Il se tut et dévisagea Milo, qui paraissait réfléchir intensément.

— « Au diable Poings d'Acier » ? répéta ce dernier au bout d'un moment, l'air hésitant. Est-ce vraiment ce qu'ils ont dit ?

— Oui, c'est très précisément ce qu'a dit celui que j'ai le plus abîmé des deux, confirma Kerell.

— Et bien, dans ce cas... leur sort était mérité, en effet. Et pire : cette insulte vaut un procès martial pour manque de respect flagrant envers un officier de rang supérieur !

— Pour ma part, je n'ai pas l'intention d'aller plus loin avec tes hommes. Ils ont eu leur leçon, et je ne compte pas te demander de procès martial. J'en resterai là.

— Tu es sûr ?

Kerell hocha la tête.

— Mmh, grommela Milo, tu es trop bon, Poings d'Acier. Pour ma part, j'aurais exigé qu'on arrache la langue de celui qui a prononcé cette insulte à ton encontre... comme c'est prévu dans notre code. Un soldat ne doit pas insulter un supérieur, même s'il n'est pas de la même division. C'est la règle.

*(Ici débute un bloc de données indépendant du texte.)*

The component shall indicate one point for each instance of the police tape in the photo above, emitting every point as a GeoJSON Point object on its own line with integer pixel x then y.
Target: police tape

— Je t'assure que ton homme peut conserver sa langue, Milo. Il a eu la leçon qu'il lui manquait. Je ne crois pas qu'il insultera qui que ce soit d'autre désormais, sans y avoir dûment réfléchi. Tes deux hommes étaient passablement avinés, hier soir. L'alcool lui aura fait perdre un peu de son bon sens. Restons-en là.

— Je ne comprends pas comment tes hommes te respectent et te craignent autant, toi qui demandes si peu de procès... ! Enfin ! Si tu ne me demandes pas de te le trainer en justice, je n'ai pas à le faire. L'insulte était expressément à ton encontre, et pas à l'encontre de ton grade ou de ta fonction, donc, puisqu'elle t'était destinée, je ne peux pas interférer. Ce soldat a de la chance. Les rôles auraient été inversés, et ç'aurait été l'un de tes hommes que j'aurais pris en train de m'insulter de la sorte, j'aurais exigé sa langue, sache-le.

— Me voilà prévenu, acquiesça Kerell.

Milo lui sourit :

— Mais sache aussi, mon ami, que si je ne comprends pas comment tu fais pour avoir un tel respect parmi tes hommes en étant aussi magnanime, je t'admire.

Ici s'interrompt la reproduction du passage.